ESPN filed suit against Verizon on Monday for creating cheaper, smaller cable offerings that included the sports operator's channels, allegedly without permission.
The lawsuit intensifies the battle between networks and providers that erupted in the face of market pressures, as more consumers cut the cord to the traditional cable bundle in favor of online streaming options.
Earlier this month, Verizon announced its FiOS cable service would offer "Custom TV," which are slimmer and less expensive packages of channels grouped by genres, such as sports or kids entertainment, to appeal to potential cord cutters.
Several networks protested, including ESPN, NBC and Fox, whose revenues are closely tied to preserving the long-standing cable bundle. ESPN, which is owned by The Walt Disney Co., protested saying Verizon's slimmer bundles violated their licensing agreements for ESPN and ESPN 2.
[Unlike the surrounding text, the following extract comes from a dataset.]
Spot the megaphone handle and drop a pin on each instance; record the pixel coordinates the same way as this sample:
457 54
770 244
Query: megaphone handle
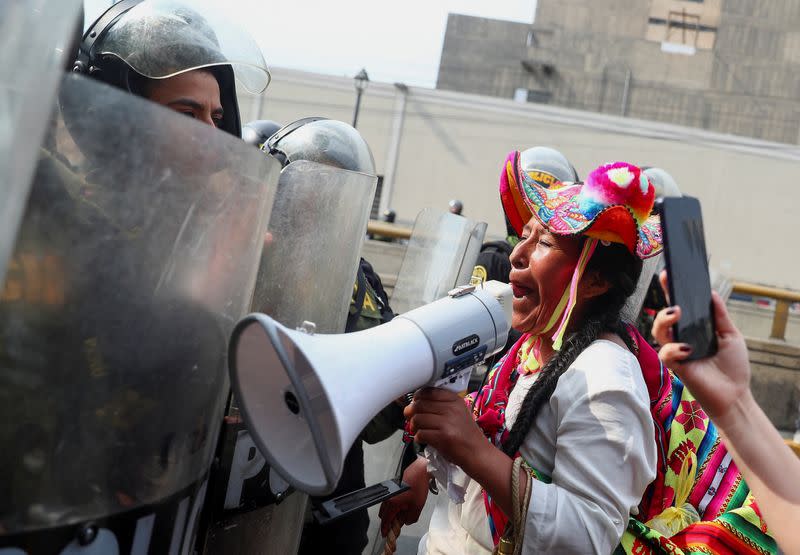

"ESPN is at the forefront of embracing innovative ways to deliver high-quality content and value to consumers on multiple platforms, but that must be done in compliance with our agreements. We simply ask that Verizon abide by the terms of our contracts," the company said in a statement.
An ESPN spokesperson added that the disagreement was not primarily about money, but about sending a message that cable partners can't "unilaterally change deals" without permission. The spokesperson added that ESPN and several programmers negotiated for more than one year with Dish Network to carry programs on a new streaming service called SlingTV and that the network expects the same approach to new packages by FiOS and other distributors.
Deirdre Hart, a spokeswoman for Verizon, responded: "Consumers have spoken loud and clear that they want choice, and the industry should be focused on giving consumers what they want. We are well within our rights under our agreements to offer our customers these choices."